A sophomore in college—surely they’re too young to get married—especially in today’s culture, right?
Ask most parents of googly-eyed high school or college students and they agree, believing marriage before education to be preposterous. Even most high school sweethearts I know who confessed their desire to marry broke up in the first semester of college.
My cousin was only 20 years old at the time and also still in school, 200 miles away. I wasn’t about to put brakes on it. But I did have questions.
“Okay,” I responded, “we live in a day and age where marriage, especially in the environment you’re in, is not highly valued. Who will you surround yourselves with to help you grow together and stay committed?” I asked. “Do you have a church community or family nearby the two of you can connect to?”
As we walked through a list of questions on the phone that night, he impressed me. He thought very well through his decision to marry young.
That following year, they walked down the aisle—at just 21 years old. Christi and I took them out to dinner a few weeks prior to their wedding. Their character was impressive.
After three happy years together, their marriage reminds us:
Here are 5 sure-fire warning signs that you may be getting married “too” young.
- You believe marriage is when life really begins. There’s a reason Hallmark movies always end at the wedding. We’re enamored with the pursuit of “being in love.” If they began on the wedding day, these movies would struggle for ratings.
That’s because the pursuit of unconditional sacrificial love looks nothing like a Hallmark movie. Instead, it’s filled with crazy in-laws, financial difficulties, dirty laundry, and competing personalities under the same roof. And that—we assume—is before kids enter the picture.
- You’re getting married just to get out from under your parent’s roof. I meet with many young people who live in dysfunctional homes and simply want out. I understand wanting to get out of dysfunctional relationships, but if the primary reason for getting married is because it’s your ticket out from under your parent’s roof, you’re likely doing nothing more than continuing the generational cycle under your own. Instead, seek wise counsel.
- You’re not willing to be part of a community who supports your marriage. Just as I asked my cousin’s boyfriend at the time—who will you spend time with? Bad company corrupts good character (1 Cor. 15:33). Our culture today is not marriage-friendly, telling us if we no longer “feel” in love, it’s okay to look elsewhere.
If you want to get married young, you will need all the support you can get. That means we must be willing to let others into our business. Teachable couples pursue the support of their local church community and are willing to seek other older and wiser couples to mentor them. Having the support of your immediate family is also important.

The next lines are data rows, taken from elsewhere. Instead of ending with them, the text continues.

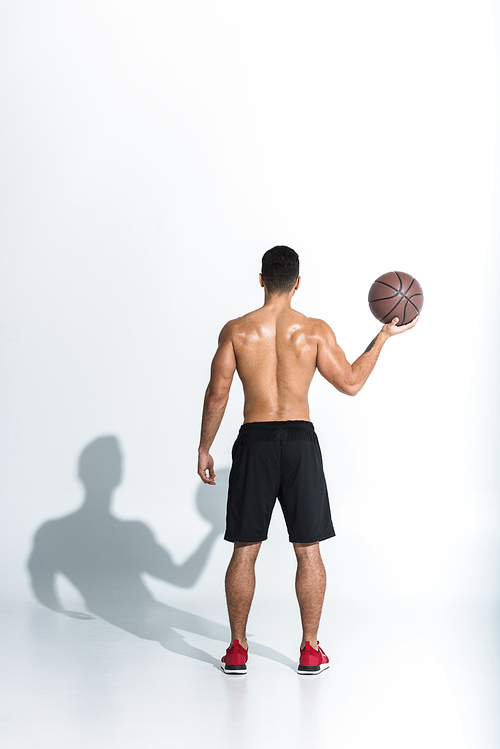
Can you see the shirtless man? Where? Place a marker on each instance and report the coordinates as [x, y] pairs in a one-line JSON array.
[[276, 351]]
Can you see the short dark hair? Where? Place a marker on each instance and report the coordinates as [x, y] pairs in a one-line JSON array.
[[280, 269]]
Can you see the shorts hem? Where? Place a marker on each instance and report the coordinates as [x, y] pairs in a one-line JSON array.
[[311, 540]]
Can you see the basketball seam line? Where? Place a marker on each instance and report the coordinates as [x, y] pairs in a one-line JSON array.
[[402, 296]]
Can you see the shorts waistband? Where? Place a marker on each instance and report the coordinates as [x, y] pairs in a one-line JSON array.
[[253, 425], [276, 431]]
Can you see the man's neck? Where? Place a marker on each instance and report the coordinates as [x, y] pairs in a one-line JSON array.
[[277, 301]]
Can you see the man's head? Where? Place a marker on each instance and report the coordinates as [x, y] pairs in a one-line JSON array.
[[280, 270]]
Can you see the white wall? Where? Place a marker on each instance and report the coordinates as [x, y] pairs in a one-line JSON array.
[[152, 151]]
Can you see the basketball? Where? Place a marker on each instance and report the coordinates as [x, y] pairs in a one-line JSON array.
[[396, 294]]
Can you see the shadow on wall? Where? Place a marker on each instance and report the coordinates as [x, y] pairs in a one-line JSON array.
[[104, 558]]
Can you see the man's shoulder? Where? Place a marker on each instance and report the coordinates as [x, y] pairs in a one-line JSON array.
[[240, 324]]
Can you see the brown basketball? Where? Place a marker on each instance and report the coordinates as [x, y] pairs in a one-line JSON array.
[[396, 294]]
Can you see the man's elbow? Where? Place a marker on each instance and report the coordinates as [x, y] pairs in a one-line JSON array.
[[352, 388]]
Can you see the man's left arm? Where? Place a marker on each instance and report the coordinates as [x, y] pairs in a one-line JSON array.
[[216, 397]]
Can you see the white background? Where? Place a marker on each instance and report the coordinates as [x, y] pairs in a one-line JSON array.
[[151, 152]]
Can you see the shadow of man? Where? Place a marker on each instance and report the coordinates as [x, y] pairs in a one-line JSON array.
[[105, 557]]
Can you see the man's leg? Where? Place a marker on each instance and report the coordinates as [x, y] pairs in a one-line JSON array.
[[310, 585], [240, 587]]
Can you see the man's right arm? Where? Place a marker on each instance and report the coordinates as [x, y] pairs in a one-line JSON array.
[[216, 397], [332, 362]]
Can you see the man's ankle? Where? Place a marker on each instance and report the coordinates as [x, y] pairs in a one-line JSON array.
[[243, 642], [313, 643]]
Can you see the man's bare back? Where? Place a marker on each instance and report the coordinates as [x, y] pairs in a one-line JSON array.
[[276, 351]]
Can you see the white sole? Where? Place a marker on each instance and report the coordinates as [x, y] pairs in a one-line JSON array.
[[301, 670], [234, 669]]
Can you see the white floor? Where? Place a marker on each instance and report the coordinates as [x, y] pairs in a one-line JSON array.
[[400, 676]]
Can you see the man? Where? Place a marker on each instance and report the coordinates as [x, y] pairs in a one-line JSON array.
[[276, 351]]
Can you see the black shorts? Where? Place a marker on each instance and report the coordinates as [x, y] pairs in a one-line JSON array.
[[277, 459]]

- You can’t yet maintain a job. If you’re not old enough to get a job, you’re too young to get married. Okay, so that’s a no-brainer. But I’m not talking about child labor laws on this one. I’m referring to you or your potential spouse’s ability—as a capable adult—to maintain a job that will support your family. If you’re too lazy or not responsible enough to hold down a job, you’re not ready for marriage.
One of the top criteria for a young man to date my daughter will be whether or not he has held a steady job.
- You’re getting married only because you’re pregnant. Often, pressure from parents or friends to get married—usually to save face publically—makes this decision even worse. The last thing you want is to resent your decision because the marriage resulted from the pressure of others, not by your own desire. As both of you stay committed to becoming parents, take the time get to know each other and plug into community together (see #3).
Marriages fall apart because of deep character issues, not because of surface issues, chemistry or compatibility. Character is everything.